Тебе, с любовью… | страница 17



Мы всегда разбирали их вместе. Она рассказывала мне тайные истории из своих путешествий, а после того как папа уходил спать, мы засиживались допоздна за просмотром какой-нибудь мелодрамы. В морозилке все еще стоит нетронутая пинта мороженого, покрытая плотным слоем льда. Я купила ее для наших вечерних посиделок. Сейчас я понимаю, что больше не возьму в рот вишневое мороженое.

Папе никогда не было дела до маминых историй. Никогда. А теперь он роется в ее вещах! У меня дрожат пальцы. Ладони вспотели, и я чуть было не уронила мобильный. Под снимком появляется текст:

«Иэн предложил забрать все это у нас. Он заедет обсудить детали. Ты хочешь, чтобы я оставил для тебя какие-то вещи?»

Что?!

Я не могу набрать номер. Кажется, у меня паническая атака. Из горла вырываются сдавленные хрипы. Каким-то образом мобильный оказывается у щеки, и я слышу в трубке голос папы.

– Что ты делаешь? – спрашиваю я. Мне хочется кричать, но мой голос тонок, слаб и дрожит от сдерживаемых слез. – Прекрати! Убери все обратно!

– Джульетта? Ты…

– Как ты мог?! – Теперь я плачу. – Ты не можешь! Не можешь! Не можешь! Как ты мог?!

– Джульетта…

В его голосе слышится потрясение. Это первая эмоция, выказанная им со дня смерти мамы.

– Джульетта, пожалуйста, успокойся. Я не…

– Это ее вещи! – Колени ударяются о землю. Я прижимаюсь лбом к кованой ограде. – Не делай этого… это ее вещи…

– Джульетта! – Его голос приглушен. – Я не буду. Я не знал…

Он убивает меня. Боль раздирает меня на части. Я с трудом держу телефон. Ненавижу его. Ненавижу его за это. Ненавижуненавижуненавижуненавижуненавижу.

Успокойся, Джульетта.

Перед глазами все расплывается, кружится. Кажется, проходит целая вечность, прежде чем я осознаю, что лежу на траве. Из мобильного доносится металлическое эхо голоса папы.

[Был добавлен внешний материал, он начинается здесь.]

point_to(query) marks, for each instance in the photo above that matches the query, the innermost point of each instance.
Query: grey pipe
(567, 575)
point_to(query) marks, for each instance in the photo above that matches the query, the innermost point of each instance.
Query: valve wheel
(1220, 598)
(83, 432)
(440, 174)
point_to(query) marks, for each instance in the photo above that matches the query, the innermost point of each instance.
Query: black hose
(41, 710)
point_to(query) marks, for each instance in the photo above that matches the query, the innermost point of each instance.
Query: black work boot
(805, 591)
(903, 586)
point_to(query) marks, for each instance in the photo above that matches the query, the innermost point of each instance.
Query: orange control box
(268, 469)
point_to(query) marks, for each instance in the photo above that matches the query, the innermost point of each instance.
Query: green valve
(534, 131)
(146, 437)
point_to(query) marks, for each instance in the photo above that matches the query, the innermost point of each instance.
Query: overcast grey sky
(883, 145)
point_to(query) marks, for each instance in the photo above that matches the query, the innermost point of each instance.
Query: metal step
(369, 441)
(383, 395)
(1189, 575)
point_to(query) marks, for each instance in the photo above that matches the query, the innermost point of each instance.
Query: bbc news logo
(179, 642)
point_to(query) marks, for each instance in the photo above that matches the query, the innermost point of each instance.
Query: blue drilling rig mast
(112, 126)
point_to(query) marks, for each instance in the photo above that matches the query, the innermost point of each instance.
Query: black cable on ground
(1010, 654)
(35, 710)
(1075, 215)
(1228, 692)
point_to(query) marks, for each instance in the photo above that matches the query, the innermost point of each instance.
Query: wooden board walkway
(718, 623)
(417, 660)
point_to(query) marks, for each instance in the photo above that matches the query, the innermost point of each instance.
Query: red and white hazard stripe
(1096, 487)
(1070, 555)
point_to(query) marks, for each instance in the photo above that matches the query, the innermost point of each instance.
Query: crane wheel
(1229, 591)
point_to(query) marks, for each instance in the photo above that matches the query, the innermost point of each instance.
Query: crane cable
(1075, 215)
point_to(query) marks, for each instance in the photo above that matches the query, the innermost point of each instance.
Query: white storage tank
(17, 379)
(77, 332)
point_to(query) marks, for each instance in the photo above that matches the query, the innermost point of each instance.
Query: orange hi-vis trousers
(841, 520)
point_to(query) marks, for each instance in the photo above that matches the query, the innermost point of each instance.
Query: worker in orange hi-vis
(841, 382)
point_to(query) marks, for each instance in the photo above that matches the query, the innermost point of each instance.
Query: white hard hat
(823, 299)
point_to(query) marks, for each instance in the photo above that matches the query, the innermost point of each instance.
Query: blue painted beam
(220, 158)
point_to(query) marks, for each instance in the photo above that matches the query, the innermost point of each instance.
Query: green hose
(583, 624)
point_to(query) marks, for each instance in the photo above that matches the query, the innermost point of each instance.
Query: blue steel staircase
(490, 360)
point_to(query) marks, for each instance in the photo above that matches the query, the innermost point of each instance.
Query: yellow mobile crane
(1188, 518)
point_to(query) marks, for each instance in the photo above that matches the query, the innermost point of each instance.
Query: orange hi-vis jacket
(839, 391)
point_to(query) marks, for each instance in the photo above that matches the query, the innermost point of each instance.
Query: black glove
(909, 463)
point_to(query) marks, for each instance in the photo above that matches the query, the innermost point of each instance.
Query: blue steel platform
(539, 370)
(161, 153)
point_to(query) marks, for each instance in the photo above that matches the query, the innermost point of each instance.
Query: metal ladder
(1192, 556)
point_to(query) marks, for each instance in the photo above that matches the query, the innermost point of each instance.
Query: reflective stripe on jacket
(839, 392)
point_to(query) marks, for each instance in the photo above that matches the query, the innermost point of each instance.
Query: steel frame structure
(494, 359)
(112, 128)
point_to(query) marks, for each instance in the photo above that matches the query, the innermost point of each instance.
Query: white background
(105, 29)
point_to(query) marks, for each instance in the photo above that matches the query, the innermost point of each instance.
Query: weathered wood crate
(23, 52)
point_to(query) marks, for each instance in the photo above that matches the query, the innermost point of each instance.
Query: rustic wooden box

Прижимаю телефон к уху. Перед глазами пляшут пятна.

– Джульетта! – кричит папа. – Джульетта, я вызываю службу спасения. Ответь мне!

– Я здесь, – выдавливаю я. Всхлипываю. – Не отдавай ее вещи. Пожалуйста.

– Не буду, – тихо говорит он. – Хорошо. Не буду.

Солнце припекает, высушивая на моем лице дорожки от слез и стягивая кожу.

– Хорошо.

Нужно извиниться, но слова не идут. Для меня это равносильно тому, чтобы просить прощения у человека, загнавшего мне железный шип в грудь. Я надрывно дышу, не в силах успокоиться.

– За тобой приехать? – спрашивает папа.

– Нет.

– Джульетта…

– Нет.

Я не могу пока уйти отсюда. Не могу пойти домой и увидеть ее разложенные на столе вещи.